PACE A Partnership for an Advanced Computing Environment

April 29, 2021

PACE Advisory Committee Assembled

Filed under: Uncategorized — Semir Sarajlic @ 10:58 am

Dear PACE research community, 

We are pleased to announce that the faculty-led PACE advisory committee was formed and assembled on March 30, 2021. The PACE Advisory Committee is a joint effort between the EVPR and OIT to ensure that shared research computing services are both meeting faculty needs and resourced in a sustainable way.   The committee consists of a representative group of PACE and faculty members, encompassing a wide range of experience and expertise on advanced computational and data capabilities provided by OIT’s research cyberinfrastructure.  An important goal of the committee is to provide essential feedback which will help continuously improve this critical service.

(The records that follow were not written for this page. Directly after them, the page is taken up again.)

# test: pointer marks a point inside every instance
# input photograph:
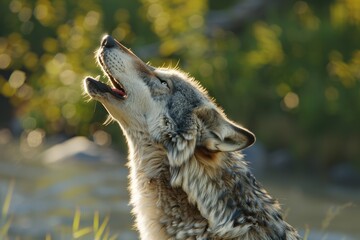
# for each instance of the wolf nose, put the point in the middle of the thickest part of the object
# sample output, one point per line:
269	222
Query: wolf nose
108	42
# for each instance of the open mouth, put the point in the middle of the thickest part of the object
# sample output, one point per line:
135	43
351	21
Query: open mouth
116	90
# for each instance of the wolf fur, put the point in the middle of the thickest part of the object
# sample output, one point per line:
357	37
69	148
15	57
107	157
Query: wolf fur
188	179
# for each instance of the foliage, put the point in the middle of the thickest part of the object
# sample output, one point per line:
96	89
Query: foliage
291	76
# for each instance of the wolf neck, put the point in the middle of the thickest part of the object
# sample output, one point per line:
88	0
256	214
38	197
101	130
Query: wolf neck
221	192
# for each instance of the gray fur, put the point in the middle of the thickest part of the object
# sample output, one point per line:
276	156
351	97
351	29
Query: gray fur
188	179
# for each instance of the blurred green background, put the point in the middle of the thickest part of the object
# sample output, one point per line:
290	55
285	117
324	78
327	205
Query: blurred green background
287	70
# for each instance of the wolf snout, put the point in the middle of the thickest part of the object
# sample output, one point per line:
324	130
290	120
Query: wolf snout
108	42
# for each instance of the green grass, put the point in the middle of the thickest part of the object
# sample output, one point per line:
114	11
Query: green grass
99	230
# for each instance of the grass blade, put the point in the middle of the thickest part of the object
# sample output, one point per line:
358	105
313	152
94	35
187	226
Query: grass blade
7	202
82	232
102	228
76	222
96	221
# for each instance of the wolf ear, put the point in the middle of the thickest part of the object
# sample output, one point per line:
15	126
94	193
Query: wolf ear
221	135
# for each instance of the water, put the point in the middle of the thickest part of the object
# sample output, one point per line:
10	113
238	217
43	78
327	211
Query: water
46	196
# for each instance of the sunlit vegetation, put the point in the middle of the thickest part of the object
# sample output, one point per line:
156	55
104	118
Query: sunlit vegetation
99	230
291	74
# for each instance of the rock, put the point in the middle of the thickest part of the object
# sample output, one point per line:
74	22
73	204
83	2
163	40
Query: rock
256	156
280	160
344	174
79	149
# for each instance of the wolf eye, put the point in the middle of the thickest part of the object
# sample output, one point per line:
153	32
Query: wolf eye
164	83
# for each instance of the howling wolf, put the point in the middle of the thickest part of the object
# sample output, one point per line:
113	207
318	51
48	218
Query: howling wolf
188	179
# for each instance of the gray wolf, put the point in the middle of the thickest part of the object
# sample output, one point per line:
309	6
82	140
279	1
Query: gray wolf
188	179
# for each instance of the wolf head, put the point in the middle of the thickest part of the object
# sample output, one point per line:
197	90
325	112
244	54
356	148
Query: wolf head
166	105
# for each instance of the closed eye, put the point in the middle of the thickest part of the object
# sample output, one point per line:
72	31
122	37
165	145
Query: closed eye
163	82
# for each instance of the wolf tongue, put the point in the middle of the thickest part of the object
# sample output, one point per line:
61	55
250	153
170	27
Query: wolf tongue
118	91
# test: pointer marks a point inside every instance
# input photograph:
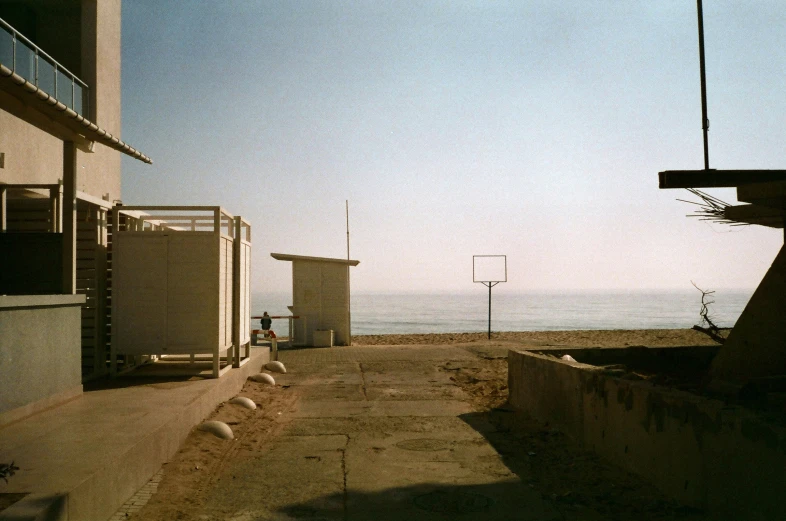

The committee will meet regularly and: 

  1. Function as communication channel between the broader research computing community and PACE.
  2. Serve as a sounding board for major changes to the PACE infrastructure
  3. Maintain an Institute-level view of the shared resource
  4. Help craft strategies that balance the value and benefits provided by the resources with a sustainable cost structure in the face of ever-increasing demand.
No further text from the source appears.